Praise be to Allah.
Firstly:
Raj`ah (taking back) means taking back a revocably-divorced wife and resuming the relationship without doing a new marriage contract. (Kashshaf al-Qina`, 5/341).
Ash-Shirbini al-Khatib, who is one of the Shafa`is, defined it as taking back the wife and resuming the marriage after a revocable divorce, specifically during the `iddah.
(End quote from Mughni al-Muhtaj, 3/335.
See also Al-Mawsu`ah al-Fiqhiyyah, 22/104)
It is not valid to take one’s wife back except after divorce (talaq).
It is not valid to connect that to a condition, such as saying, “Every time I divorce you, I take you back.”
Ibn Qudamah (may Allah have mercy on him) said: It is not valid to connect taking back of the wife to a condition, because taking her back means that intimacy becomes permissible, so it is like marriage. If the man says: “I will take you back if you wish,” that is also not valid. If he says: “Every time I divorce you I take you back,” that is not valid either.
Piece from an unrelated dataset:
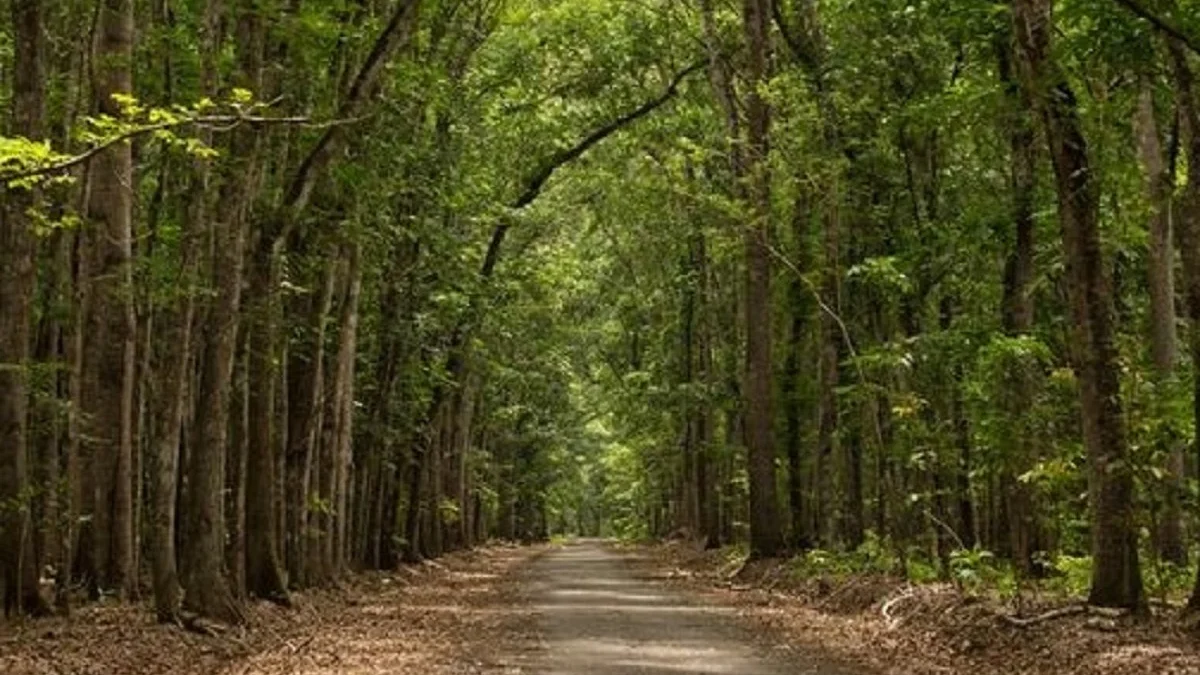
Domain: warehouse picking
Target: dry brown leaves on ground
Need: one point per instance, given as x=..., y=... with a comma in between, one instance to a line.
x=888, y=626
x=461, y=614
That is because it is taking her back before it is the right time to take her back, so it is like issuing a divorce (talaq) before marriage.
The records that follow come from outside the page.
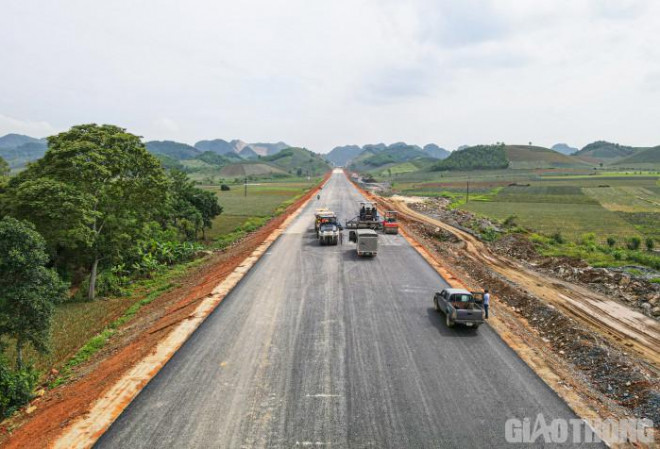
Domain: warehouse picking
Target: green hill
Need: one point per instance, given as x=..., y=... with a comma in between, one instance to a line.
x=175, y=150
x=479, y=157
x=257, y=169
x=531, y=157
x=372, y=158
x=298, y=162
x=18, y=150
x=606, y=152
(End quote from Al-Mughni, 7/525).
Based on that, the first taking back does not count.
As for the second taking back, which occurred during the third menstrual cycle after the divorce, it is a valid taking back, because it took place during the `iddah.
The `iddah of a revocably-divorced woman is three menstrual cycles, because Allah, may He be exalted, says: {Divorced women should wait concerning themselves for three menstrual cycles} [al-Baqarah 2:228]. This applies to a divorced woman who is not pregnant, if she is of childbearing age.
The jurists are agreed that in the case of a woman of childbearing age, her `iddah is three menstrual cycles, because of the verse quoted above. But they differed regarding what is meant by the word qar’ (translated here as menstrual cycle): does it refer to the menses (bleeding) or to the time of purity (when there is no bleeding).
What the evidence indicates – and this is the view of the Hanafis and Hanbalis – is that the qar’ is the menses (bleeding).
Based on that, when her third menses ends and she does ghusl, then her `iddah comes to an end.
See Al-Mughni by Ibn Qudamah, 8/81-84.
Secondly:
The husband should not connect divorce to something hidden that he may not know about unless his wife tells him, for fear that she will conceal it and her `iddah will end without him taking her back.
However, if that happens, and he had intercourse with her during the `iddah, then his having intercourse with her is regarded as taking her back according to some of the jurists, despite his being unaware of the divorce.
It is narrated in Musannaf Ibn Abi Shaybah (17787) from al-Hasan al-Basri that he was asked about a man who said [to his wife]: “If you enter the house of So-and-so, then you are divorced once (one talaq),” then she went there without him realizing.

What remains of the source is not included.